Le 8 février 1907, le surintendant, Boucher de LaBrière, informe les commissaires que « la maison d’école, dont la classe est dirigée par l’institutrice Alma Lessard, est excessivement froide et que les élèves souffrent grandement. »
Le même surintendant, le 13 novembre 1907, écrit aux commissaires que « l’école no 7 est en mauvais état; il faudrait la reconstruire ». Et il poursuit : « Les nos 4 et 8 ne sont pas acceptés (…) tous vos emplacements sont trop petits; la loi demande un demi-arpent en superficie .» Et encore : « Le mobilier des nos 7, 9 et 10 est défectueux; la loi exige que vous remplaciez les longues tables et bancs par des pupitres à deux places. Il faut des tableaux noirs partout. »
Le 9 mai 1898, James Reed, secrétaire-trésorier de Sainte-Brigide., reçoit une information du surintendant l’avisant « que leur école était en activité, avec une assistance moyenne de deux enfants ».

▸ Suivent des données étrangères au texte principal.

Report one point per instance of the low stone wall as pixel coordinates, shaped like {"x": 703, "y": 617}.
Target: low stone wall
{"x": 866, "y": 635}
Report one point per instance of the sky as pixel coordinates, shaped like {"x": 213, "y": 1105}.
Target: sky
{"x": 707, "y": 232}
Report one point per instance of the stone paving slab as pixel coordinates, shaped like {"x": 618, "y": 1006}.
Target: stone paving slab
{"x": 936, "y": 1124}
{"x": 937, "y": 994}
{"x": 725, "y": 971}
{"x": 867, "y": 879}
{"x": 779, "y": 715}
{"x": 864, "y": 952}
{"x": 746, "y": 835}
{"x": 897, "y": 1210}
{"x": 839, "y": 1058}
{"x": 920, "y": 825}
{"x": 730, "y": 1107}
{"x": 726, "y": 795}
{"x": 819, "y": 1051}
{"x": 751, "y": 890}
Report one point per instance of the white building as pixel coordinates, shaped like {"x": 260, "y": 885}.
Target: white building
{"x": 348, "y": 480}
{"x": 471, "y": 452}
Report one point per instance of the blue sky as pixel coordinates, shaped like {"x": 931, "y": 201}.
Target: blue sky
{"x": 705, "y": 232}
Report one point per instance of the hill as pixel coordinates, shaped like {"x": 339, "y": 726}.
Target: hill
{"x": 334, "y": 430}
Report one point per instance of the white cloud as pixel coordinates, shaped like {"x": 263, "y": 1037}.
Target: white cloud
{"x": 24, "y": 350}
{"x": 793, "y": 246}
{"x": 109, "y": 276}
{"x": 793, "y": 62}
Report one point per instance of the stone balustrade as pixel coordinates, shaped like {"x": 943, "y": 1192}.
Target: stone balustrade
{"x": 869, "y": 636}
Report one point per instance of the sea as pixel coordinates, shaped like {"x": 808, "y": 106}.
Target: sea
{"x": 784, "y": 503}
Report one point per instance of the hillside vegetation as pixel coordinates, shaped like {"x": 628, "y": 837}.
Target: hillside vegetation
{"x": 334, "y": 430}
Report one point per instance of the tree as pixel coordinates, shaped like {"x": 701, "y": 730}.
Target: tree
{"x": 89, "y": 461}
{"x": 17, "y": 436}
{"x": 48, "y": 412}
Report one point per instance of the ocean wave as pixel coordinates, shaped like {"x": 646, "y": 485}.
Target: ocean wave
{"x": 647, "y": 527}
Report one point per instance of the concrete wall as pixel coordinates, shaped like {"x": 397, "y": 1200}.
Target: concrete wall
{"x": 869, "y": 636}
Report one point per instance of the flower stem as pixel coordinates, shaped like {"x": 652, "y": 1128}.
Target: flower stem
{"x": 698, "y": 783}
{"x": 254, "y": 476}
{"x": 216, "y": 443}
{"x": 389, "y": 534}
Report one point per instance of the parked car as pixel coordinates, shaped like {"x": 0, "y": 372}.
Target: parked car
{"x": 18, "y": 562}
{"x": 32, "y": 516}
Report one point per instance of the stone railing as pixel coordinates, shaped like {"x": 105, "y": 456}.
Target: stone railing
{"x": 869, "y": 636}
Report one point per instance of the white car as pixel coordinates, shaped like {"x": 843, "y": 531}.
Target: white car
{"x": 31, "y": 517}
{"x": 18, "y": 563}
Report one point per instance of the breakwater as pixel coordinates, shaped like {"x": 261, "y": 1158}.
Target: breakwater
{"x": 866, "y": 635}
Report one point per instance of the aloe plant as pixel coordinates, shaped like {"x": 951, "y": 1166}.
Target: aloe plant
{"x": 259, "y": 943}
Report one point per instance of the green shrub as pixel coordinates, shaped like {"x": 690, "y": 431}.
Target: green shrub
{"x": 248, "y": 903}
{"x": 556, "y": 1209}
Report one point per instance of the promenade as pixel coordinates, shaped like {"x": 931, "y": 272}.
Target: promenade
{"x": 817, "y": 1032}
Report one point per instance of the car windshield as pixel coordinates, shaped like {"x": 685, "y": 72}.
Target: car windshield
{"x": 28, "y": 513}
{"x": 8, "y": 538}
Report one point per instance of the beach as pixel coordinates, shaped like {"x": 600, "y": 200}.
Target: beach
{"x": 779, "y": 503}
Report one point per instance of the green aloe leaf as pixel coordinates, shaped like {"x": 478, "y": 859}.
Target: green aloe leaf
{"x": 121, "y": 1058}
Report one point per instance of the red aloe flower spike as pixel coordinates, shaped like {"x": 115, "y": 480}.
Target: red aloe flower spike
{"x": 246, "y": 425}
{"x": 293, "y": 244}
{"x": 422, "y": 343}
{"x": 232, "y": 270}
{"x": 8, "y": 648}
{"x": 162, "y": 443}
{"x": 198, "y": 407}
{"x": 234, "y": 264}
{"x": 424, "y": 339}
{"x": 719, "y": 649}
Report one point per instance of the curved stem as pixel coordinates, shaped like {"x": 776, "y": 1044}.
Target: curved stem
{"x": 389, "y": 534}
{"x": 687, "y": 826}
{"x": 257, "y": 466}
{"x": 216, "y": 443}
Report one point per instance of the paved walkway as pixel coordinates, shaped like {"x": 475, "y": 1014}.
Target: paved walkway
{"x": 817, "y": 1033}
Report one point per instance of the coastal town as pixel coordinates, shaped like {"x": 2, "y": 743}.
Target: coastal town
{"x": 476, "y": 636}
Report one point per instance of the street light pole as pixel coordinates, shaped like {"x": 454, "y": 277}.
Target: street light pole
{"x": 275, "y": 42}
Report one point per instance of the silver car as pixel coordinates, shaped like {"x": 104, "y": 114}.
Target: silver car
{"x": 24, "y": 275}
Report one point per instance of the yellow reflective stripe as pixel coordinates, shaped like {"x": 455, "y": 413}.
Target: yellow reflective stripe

Les inspecteurs ne rapportent pas seulement des observations négatives, comme on peut le constater dans le texte suivant qui date de 1882 : « À l’école Modèle, M. Paradis continue de rapporter les mêmes succès que l’année précédente. L’ouvrage fait à cette école est considérable vu qu’il s’y trouve 3 classes de grammaire française, 2 de géographie, 6 d’arithmétique, outre les classes de lecture anglaise et française, de catéchisme, d’écriture, d’agriculture, de tenue de livres, de composition et de dessin. Les matières sont bien enseignées à l’école de M. L’école me parait bien tenue. À l’école no 3, l’anglais me parait faible. L’écriture et la géographie sont passables. La grammaire, l’histoire et l’arithmétique sont assez bonnes. Les élèves sont peu avancés à l’école no 4, mais comprennent bien ce qu’ils ont appris. L’école no 5 m’a paru assez bonne. L’examen de l’école no 6 a été satisfaisant. L’écriture, cependant, laisse un peu à désirer. Le manque d’assiduité fait que les progrès ne sont pas aussi rapides qu’ils devraient l’être. À l’école no 8, les élèves sont assez avancés et comprennent bien. En somme, les résultats obtenus dans toutes les écoles sont très satisfaisants. »
Luc Lewis. Sources : dossiers de la Commission scolaire de Sainte-Brigide. Archives de la municipalité. Septembre 2018.